Eine Typologie des „Bezahlbaren Wohnens für alle“ kann sich wieder an den selbstbewussten, großmaßstäblichen Modellen der frühen Wohnsiedlungen orientieren. An der Grenze zwischen Architektur und Städtebau kann das „große Mietwohnen“ die Einschränkungen der Einzelwohnungen durch ein ausgewogenes Kollektivumfeld kompensieren. Grünanlagen, Cafés und Spielwiesen werden für alle harmonisch eingeplant. Sonderräume für Genuss und Bildung sind für alle möglich. Das serielle Bauen in der Großform erlaubt Kostenoptimierung und ermöglicht den wirtschaftlichen Einsatz von nachhaltigem Bauen. Innovative Details können eigens für ein Projekt entwickelt werden, dass sie funktional und schön sind. Die Frage nach einem guten städtebaulichen Konzept, das ein Beitrag auch für die gesamte Stadt sein kann, bekommt eine besondere Bedeutung.

Wohnungsgenossenschaften leben vom sozialen Zugehörigkeitsgefühl der Teilnehmer. Der architektonische Maßstab der Siedlung bietet die Möglichkeit, der Mietergemeinschaft eine physische Gestalt zu verleihen. Einfache Gestaltungsmerkmale, wie Farbakzente, betonen die Zusammengehörigkeit einzelner Straßen und Höfe. So wirkt man der Entfremdung zwischen Nutzern und der Verwaltung der Wohnungsgenossenschaften entgegen und ermöglicht das Mitverantwortungsgefühl. Aktive Teilnahme und Identifikation von Bewohnern lässt auch eine Planung entstehen, die die Vielfalt und Besonderheit des Nutzermix reflektiert. So sind realitätsnahe Mobilitätskonzepte möglich, die zur Entlastung des Nebenflächenbedarfs im Projekt beitragen und die Kosten senken. Auch die Chancen für eine Voranfertigung einzelner Bauteile erlauben Kos­ten- und Zeitoptimierung und auch Qualitätsverbesserungen.

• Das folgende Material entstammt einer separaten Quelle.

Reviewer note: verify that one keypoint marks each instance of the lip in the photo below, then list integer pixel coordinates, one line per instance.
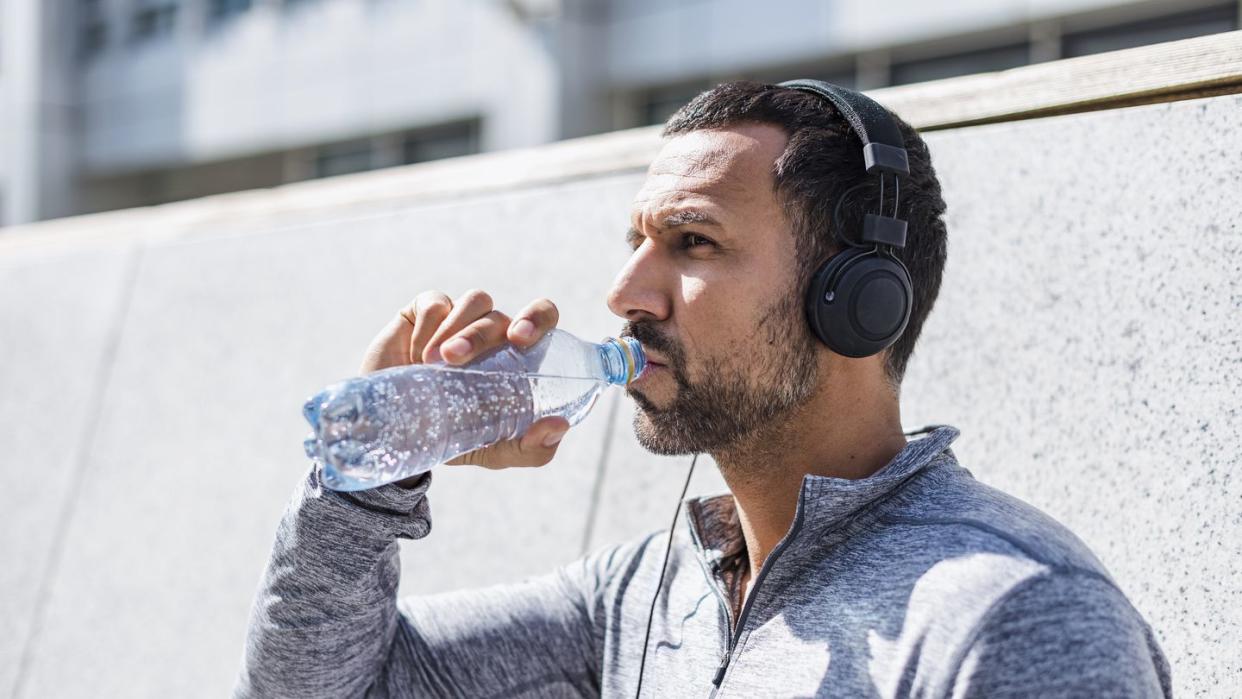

Sich beschäftigen mit dem „großen Mietwohnen“ bedeutet vor allem, dass Architekten sich die Frage nach dem zentralen Individualitätsbegriff stellen. Das inszenierte Individuelle mancher Neubaugebiete und Wohnanlagen schafft keine Individualität, sondern Konfusion. Denken wir an die Hauseingänge von Bruno Taut und die einfachen und einprägsamen Farbkombinationen seiner Architekturen, schon verstehen wir, dass „Individualität im Gesamten“ vielfältig sinnhafter ist als der reine Individualismus, und dass die Wohntypologie des großen Mietwohnens der Vergangenheit gar keine schlechte Ausgangslage für die Entwicklung des preiswerten Wohnens heute darstellt.